Wright noted April is Child Abuse Prevention Month.
“What better way to prevent abuse then build supports, build the foundation for the future,” she said. “The children of today will be the parents of tomorrow, and we can help them now.”
The Champaign Department of Job and family Services had 264 investigations and assessments in 2014, Supervisor Amber Spence said. The total number of children in the agency’s custody was 19, with five in permanent custody.
The 2016 Rising Star Award went to Miranda McDaniel. She helped start a backpack program for students at Triad Elementary, which sends anonymous backpacks filled with food home with students to eat over the weekend, according to her nominator. She spends one night a week with her church group service families at The Caring Kitchen. She also takes time out of her schedule and uses some of her own money to support children in Champaign County.
The Rising Star Award is given to a parent who advocates for the betterment of all children, according to the nomination form.
The 2016 Youth Advocate Award went to Triad High School guidance counselor Kacy Moore. The award is for those who have gone above and beyond in their commitment to children and families in Champaign County.
The nominator said Moore, in her first year as the sole counselor for the high school, is seeing a stream of students on a daily basis in her office. She is often seen in the hallways checking on students, or eating lunch in the cafeteria with them. The nominator said a student mentioned she was changing the culture at the school and “she should get some kind of award for that.”
Other nominees include West Liberty-Salem High School senior Joseph “Joey” Adams and Graham Middle School teacher Miriam Helman. Adams volunteers his time to help students with multiple disabilities with reading, math and writing. He develops relationships with those students and helps them with social skills. Helman works with all students and gives up her personal time and her lunch hour to do so. She offers free tutoring to parents as well.
Rising Up/Moving On
The 2016 Rising Up/Moving On award went to Stacy Fulco. The award is for youths living in the community who have faced adversity but are moving past it.
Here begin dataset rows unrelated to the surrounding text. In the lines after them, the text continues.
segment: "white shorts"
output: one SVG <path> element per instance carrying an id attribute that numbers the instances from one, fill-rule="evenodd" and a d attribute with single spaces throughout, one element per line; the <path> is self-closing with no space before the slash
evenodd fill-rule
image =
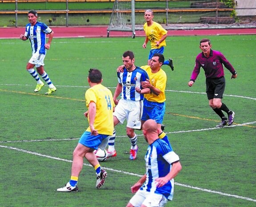
<path id="1" fill-rule="evenodd" d="M 142 101 L 120 99 L 115 108 L 114 115 L 122 124 L 126 119 L 127 127 L 139 130 L 142 110 Z"/>
<path id="2" fill-rule="evenodd" d="M 36 67 L 38 68 L 41 65 L 45 65 L 44 60 L 45 60 L 45 55 L 36 53 L 33 54 L 28 62 L 32 64 L 35 65 Z"/>
<path id="3" fill-rule="evenodd" d="M 129 202 L 134 207 L 140 207 L 142 204 L 146 207 L 163 207 L 167 201 L 167 199 L 162 194 L 139 190 Z"/>

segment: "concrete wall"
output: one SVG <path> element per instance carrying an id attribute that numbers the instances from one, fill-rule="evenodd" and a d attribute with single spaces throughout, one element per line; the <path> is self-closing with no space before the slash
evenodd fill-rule
<path id="1" fill-rule="evenodd" d="M 238 16 L 256 16 L 256 0 L 234 0 Z M 250 8 L 250 9 L 248 9 Z"/>

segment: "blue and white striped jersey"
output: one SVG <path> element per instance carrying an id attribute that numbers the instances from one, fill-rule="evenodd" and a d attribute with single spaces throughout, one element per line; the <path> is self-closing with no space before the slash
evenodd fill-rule
<path id="1" fill-rule="evenodd" d="M 145 156 L 146 178 L 140 190 L 162 194 L 168 200 L 172 200 L 174 179 L 164 186 L 156 187 L 155 179 L 165 176 L 171 169 L 173 162 L 179 160 L 179 156 L 172 150 L 171 145 L 158 139 L 149 145 Z"/>
<path id="2" fill-rule="evenodd" d="M 30 41 L 33 53 L 38 53 L 40 54 L 46 54 L 45 48 L 46 34 L 51 33 L 52 31 L 51 29 L 42 22 L 37 22 L 34 26 L 31 26 L 30 23 L 26 25 L 24 36 Z"/>
<path id="3" fill-rule="evenodd" d="M 141 82 L 149 79 L 146 72 L 143 69 L 136 66 L 132 72 L 127 71 L 124 67 L 123 73 L 118 72 L 118 83 L 122 85 L 122 92 L 121 94 L 122 99 L 140 101 L 143 100 L 143 95 L 137 92 L 135 89 L 136 86 L 139 86 L 141 89 Z"/>

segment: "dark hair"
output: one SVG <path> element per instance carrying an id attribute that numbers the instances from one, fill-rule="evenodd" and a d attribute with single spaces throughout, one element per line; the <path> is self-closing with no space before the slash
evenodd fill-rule
<path id="1" fill-rule="evenodd" d="M 98 69 L 91 68 L 89 71 L 88 78 L 92 83 L 101 83 L 102 79 L 102 72 Z"/>
<path id="2" fill-rule="evenodd" d="M 28 14 L 33 14 L 36 16 L 37 16 L 37 12 L 35 10 L 30 10 L 28 11 Z"/>
<path id="3" fill-rule="evenodd" d="M 134 54 L 132 51 L 130 51 L 129 50 L 127 51 L 126 51 L 123 54 L 123 57 L 130 57 L 130 59 L 132 60 L 134 58 Z"/>
<path id="4" fill-rule="evenodd" d="M 146 10 L 146 11 L 145 11 L 145 12 L 144 12 L 144 14 L 145 14 L 146 12 L 151 12 L 151 15 L 152 15 L 152 16 L 154 15 L 154 13 L 153 13 L 153 11 L 152 11 L 151 9 L 147 9 L 147 10 Z"/>
<path id="5" fill-rule="evenodd" d="M 202 42 L 208 42 L 208 43 L 209 43 L 209 45 L 211 45 L 211 41 L 210 41 L 210 40 L 209 39 L 206 39 L 206 38 L 202 39 L 200 41 L 200 46 L 201 46 L 201 43 L 202 43 Z"/>
<path id="6" fill-rule="evenodd" d="M 164 62 L 164 57 L 163 55 L 162 54 L 160 54 L 159 53 L 155 53 L 153 56 L 153 57 L 158 57 L 158 61 L 159 62 L 161 62 L 163 64 L 163 62 Z"/>

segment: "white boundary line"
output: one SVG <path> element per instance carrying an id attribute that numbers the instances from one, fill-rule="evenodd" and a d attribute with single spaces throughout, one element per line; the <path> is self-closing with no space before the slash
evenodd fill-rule
<path id="1" fill-rule="evenodd" d="M 236 126 L 243 126 L 245 125 L 248 125 L 249 124 L 256 124 L 256 121 L 254 122 L 252 122 L 247 123 L 244 123 L 243 124 L 236 124 L 235 125 L 232 125 L 231 126 L 225 126 L 225 128 L 227 127 L 235 127 Z M 187 131 L 174 131 L 170 132 L 165 132 L 166 134 L 177 134 L 177 133 L 184 133 L 186 132 L 193 132 L 197 131 L 206 131 L 207 130 L 219 130 L 223 129 L 222 128 L 219 127 L 213 127 L 213 128 L 207 128 L 206 129 L 201 129 L 200 130 L 187 130 Z M 142 136 L 143 134 L 137 134 L 138 136 Z M 126 135 L 123 136 L 117 136 L 116 137 L 126 137 Z M 14 142 L 45 142 L 45 141 L 72 141 L 72 140 L 77 140 L 79 139 L 80 138 L 68 138 L 68 139 L 37 139 L 33 140 L 17 140 L 17 141 L 0 141 L 0 143 L 14 143 Z"/>
<path id="2" fill-rule="evenodd" d="M 0 85 L 20 85 L 20 86 L 22 86 L 22 85 L 31 86 L 31 85 L 21 85 L 21 84 L 0 84 Z M 58 87 L 79 87 L 79 88 L 89 88 L 89 86 L 71 86 L 71 85 L 57 85 L 57 86 L 58 86 Z M 115 87 L 108 87 L 108 88 L 115 88 Z M 166 90 L 166 91 L 173 92 L 188 93 L 198 93 L 198 94 L 206 94 L 205 93 L 193 92 L 191 92 L 191 91 L 176 91 L 176 90 Z M 233 95 L 223 95 L 226 96 L 241 97 L 241 98 L 246 98 L 246 99 L 252 99 L 252 100 L 256 100 L 256 98 L 252 98 L 251 97 L 244 97 L 244 96 Z M 237 124 L 237 125 L 232 125 L 232 126 L 228 126 L 228 127 L 231 127 L 240 126 L 243 126 L 244 125 L 248 125 L 248 124 L 255 124 L 256 123 L 256 121 L 255 121 L 255 122 L 250 122 L 244 123 L 243 124 Z M 195 132 L 195 131 L 205 131 L 205 130 L 213 130 L 219 129 L 220 129 L 220 128 L 217 128 L 217 127 L 214 127 L 214 128 L 211 128 L 202 129 L 200 130 L 187 130 L 187 131 L 176 131 L 176 132 L 167 132 L 167 133 L 166 133 L 166 134 L 175 134 L 175 133 L 184 133 L 184 132 Z M 138 136 L 142 136 L 142 135 L 138 135 Z M 124 137 L 125 136 L 123 136 Z M 118 136 L 118 137 L 123 137 L 123 136 Z M 74 140 L 77 140 L 77 139 L 79 139 L 79 138 L 62 139 L 57 139 L 37 140 L 22 140 L 22 141 L 6 141 L 6 142 L 1 141 L 1 142 L 0 142 L 0 143 L 10 143 L 10 142 L 13 143 L 13 142 L 43 142 L 43 141 L 49 141 Z M 68 162 L 72 162 L 72 160 L 67 160 L 67 159 L 62 159 L 61 158 L 57 158 L 55 157 L 53 157 L 53 156 L 49 156 L 49 155 L 46 155 L 45 154 L 41 154 L 40 153 L 38 153 L 37 152 L 32 152 L 31 151 L 28 151 L 28 150 L 22 150 L 22 149 L 18 149 L 18 148 L 17 148 L 16 147 L 4 146 L 2 146 L 2 145 L 0 145 L 0 147 L 5 148 L 6 149 L 11 149 L 11 150 L 16 150 L 17 151 L 21 151 L 23 152 L 25 152 L 27 153 L 28 153 L 28 154 L 34 154 L 34 155 L 40 156 L 41 157 L 46 157 L 46 158 L 51 158 L 51 159 L 56 159 L 56 160 L 57 160 Z M 88 164 L 86 164 L 86 163 L 84 163 L 84 165 L 85 166 L 91 166 L 91 165 L 89 165 Z M 140 175 L 138 174 L 134 174 L 133 173 L 126 172 L 126 171 L 122 171 L 122 170 L 115 170 L 115 169 L 112 169 L 112 168 L 104 168 L 107 170 L 109 170 L 117 172 L 120 172 L 121 173 L 123 173 L 123 174 L 126 174 L 126 175 L 134 175 L 134 176 L 136 176 L 137 177 L 142 177 L 142 175 Z M 176 183 L 176 182 L 175 183 L 175 185 L 177 185 L 178 186 L 182 186 L 182 187 L 188 187 L 190 188 L 192 188 L 192 189 L 195 189 L 195 190 L 198 190 L 199 191 L 203 191 L 207 192 L 209 192 L 209 193 L 215 193 L 215 194 L 219 194 L 219 195 L 225 195 L 226 196 L 232 197 L 234 197 L 234 198 L 238 198 L 238 199 L 240 199 L 247 200 L 250 201 L 253 201 L 254 202 L 256 202 L 256 199 L 251 199 L 250 198 L 247 198 L 247 197 L 240 196 L 239 196 L 239 195 L 232 195 L 232 194 L 223 193 L 222 192 L 217 191 L 212 191 L 211 190 L 209 190 L 209 189 L 205 189 L 205 188 L 199 188 L 198 187 L 195 187 L 193 186 L 185 185 L 185 184 L 182 184 L 182 183 Z"/>
<path id="3" fill-rule="evenodd" d="M 18 85 L 18 86 L 31 86 L 33 85 L 28 85 L 28 84 L 0 84 L 0 85 Z M 79 85 L 56 85 L 57 87 L 70 87 L 70 88 L 89 88 L 89 86 L 79 86 Z M 108 87 L 109 89 L 115 89 L 115 87 Z M 193 91 L 182 91 L 182 90 L 168 90 L 166 89 L 166 91 L 169 91 L 171 92 L 178 92 L 178 93 L 198 93 L 198 94 L 206 94 L 206 93 L 203 92 L 195 92 Z M 248 97 L 246 96 L 238 96 L 236 95 L 223 95 L 224 96 L 229 96 L 231 97 L 236 97 L 239 98 L 246 98 L 247 99 L 252 99 L 256 100 L 256 98 L 253 98 L 252 97 Z"/>
<path id="4" fill-rule="evenodd" d="M 72 160 L 69 160 L 68 159 L 62 159 L 62 158 L 57 158 L 56 157 L 53 157 L 51 156 L 46 155 L 45 154 L 41 154 L 41 153 L 38 153 L 37 152 L 32 152 L 31 151 L 28 151 L 28 150 L 22 150 L 21 149 L 19 149 L 19 148 L 17 148 L 16 147 L 12 147 L 12 146 L 2 146 L 2 145 L 0 145 L 0 147 L 8 149 L 9 150 L 16 150 L 17 151 L 19 151 L 20 152 L 25 152 L 26 153 L 28 153 L 28 154 L 34 154 L 35 155 L 39 156 L 41 157 L 45 157 L 46 158 L 49 158 L 50 159 L 55 159 L 55 160 L 67 162 L 72 162 Z M 91 165 L 89 165 L 89 164 L 84 163 L 83 164 L 84 164 L 84 165 L 85 165 L 86 166 L 91 166 Z M 134 176 L 137 176 L 137 177 L 142 177 L 142 175 L 140 175 L 136 174 L 134 174 L 134 173 L 130 173 L 129 172 L 126 172 L 125 171 L 115 170 L 115 169 L 112 169 L 112 168 L 107 168 L 107 167 L 104 167 L 103 168 L 106 169 L 106 170 L 108 170 L 113 171 L 114 172 L 118 172 L 118 173 L 123 173 L 124 174 L 128 175 L 134 175 Z M 229 194 L 228 193 L 223 193 L 222 192 L 217 191 L 212 191 L 211 190 L 209 190 L 209 189 L 207 189 L 206 188 L 201 188 L 198 187 L 195 187 L 194 186 L 189 186 L 188 185 L 185 185 L 183 184 L 179 183 L 176 183 L 176 182 L 175 183 L 175 184 L 178 185 L 178 186 L 182 186 L 183 187 L 188 187 L 189 188 L 198 190 L 199 191 L 203 191 L 207 192 L 208 193 L 215 193 L 215 194 L 219 194 L 219 195 L 225 195 L 226 196 L 232 197 L 236 198 L 237 199 L 242 199 L 246 200 L 248 200 L 249 201 L 253 201 L 254 202 L 256 202 L 256 199 L 251 199 L 250 198 L 247 198 L 246 197 L 240 196 L 239 195 L 232 195 L 232 194 Z"/>

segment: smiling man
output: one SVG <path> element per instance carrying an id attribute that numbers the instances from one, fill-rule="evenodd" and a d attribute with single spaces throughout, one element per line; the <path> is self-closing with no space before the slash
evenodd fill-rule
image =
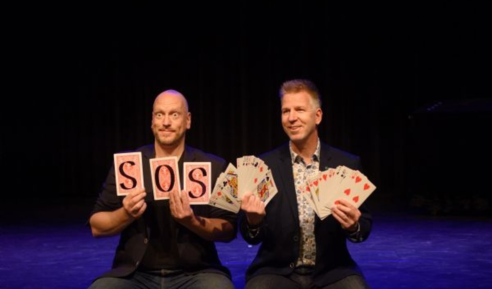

Fulco’s nominator said she is in foster care, her mother is deceased, and she struggles with others. She has grown to conceptualize the consequences of her actions and lets those consequences guide her behavior. The nominator said Fulco was recently smacked in the face by another and didn’t retaliate, but reported the incident instead. She said in the past she would have retaliated. Fulco is improving her grades and wants to continue to improve, eventually going to college to study early childhood education and help others.
Nominees for the Rising Up/Moving On award were Triad student Kelsey Cole, Russian born student Alena Evans, Graham High School student Breanne Griffith and Mechanicsburg student Erin Smith.
Cole’s nomination form said she has not seen her parents in more than three years and now lives with her grandparents. Her overall disposition has improved, she no longer misses multiple school days and she has improved her grades. She wants to be a nurse practitioner.
Evans was adopted from Russia and had to learn a new language and culture. She continues to work daily to graduate from high school and wants to attend college.
Griffith struggled with reading and comprehension due to a medical issue, but has improved and is now on the Graham honor roll. She wants to be a dental hygienist.
Smith had a troubled youth, was suspended from school multiple times over the years, but is now on track to graduate a year early and has not been in trouble all year. She went from being “disrespectful and insubordinate” to “polite and courteous,” according to her nominator. She wants to be a medical assistant.